Never seen a rise in mortgage rates (currently at 5.7% vs an average of just 3.2% at the start of 2022), rising house prices and an imbalance Housing supply and demand have been some of the characteristics of the US real estate sector over the past 6 months.

For the first half of 2022, the following emerged as the main winners/losers; Among the big losers are Opendoor Technologies (OPEN) and DigitalBridge (DBRG), while Mortgage REIT Chimera Investment (CIM) also joins the list.
Two health care REITs – National Health Investors (NHI) and Sabra Health Care REIT (SBRA) are among the top gainers; In early June, NHI reaffirmed its guidance for FY22 indicating a marginal increase in portfolio occupancy in May.
Residential REIT, American Campus Communities (ACC) gained 13.2%; it beat its first-quarter earnings consensus in its last quarterly report before its sale to Blackstone.

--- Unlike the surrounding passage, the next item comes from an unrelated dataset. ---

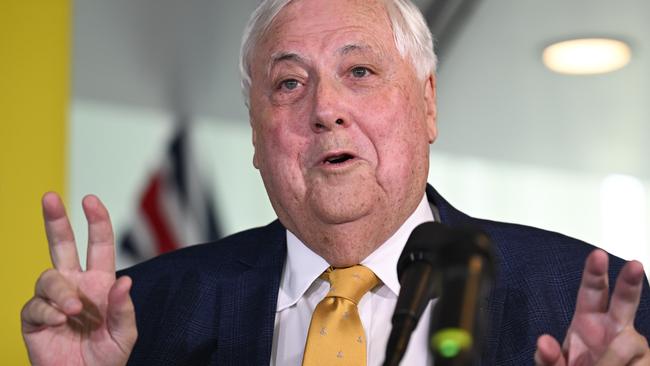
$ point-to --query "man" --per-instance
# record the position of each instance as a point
(341, 95)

In May, new home sales increased by 10.7% M/M while Y/Y, they recorded a growth of 5.9%; sales of existing homes fell 3.4% in May, marking their fourth straight month of decline and, on an annual basis, they are down 8.6%.

The market generally believes it will be a firm seller’s market with buyers having no market advantage.

While housing affordability is at its lowest since the financial crisis, the rental market is also not showing good signs with occupancy rates at record highs and rents rising.

A CoreLogic chief economist forecasts a gradual slowdown in house price growth to single-digit appreciation within a year, while the U.S. Bank’s chief economist sees a strong housing market with a low housing inventory, low unemployment, rising wages and a large number of buyers entering their prime home buying years.

Realtor.com economists recently revised their forecasts:

He further added: “As housing costs remain high, forcing homebuyers to make tough choices about their budget priorities, the number of homes for sale should continue to grow, building on the recovery that has begun. in May.”

Most industry analysts expect inventory to remain tight in 2022 and 2023 with price appreciation slower than in the past two years; enrollment growth and strong demand continue.

Freddie Mac expects some slowdown in housing demand, forecasting house price growth to slow from 15.9% in 2021 to 6.2% in 2022 and then to 2.5% in 2023; Fourth-quarter home sales are expected to reach 7.1 million and touch 6.9 million in 2022 and increase to 7 million in 2023.

Altos Research indicates that more than 25% of homes currently on the market have reduced their prices unlike how prices have climbed over the past two years.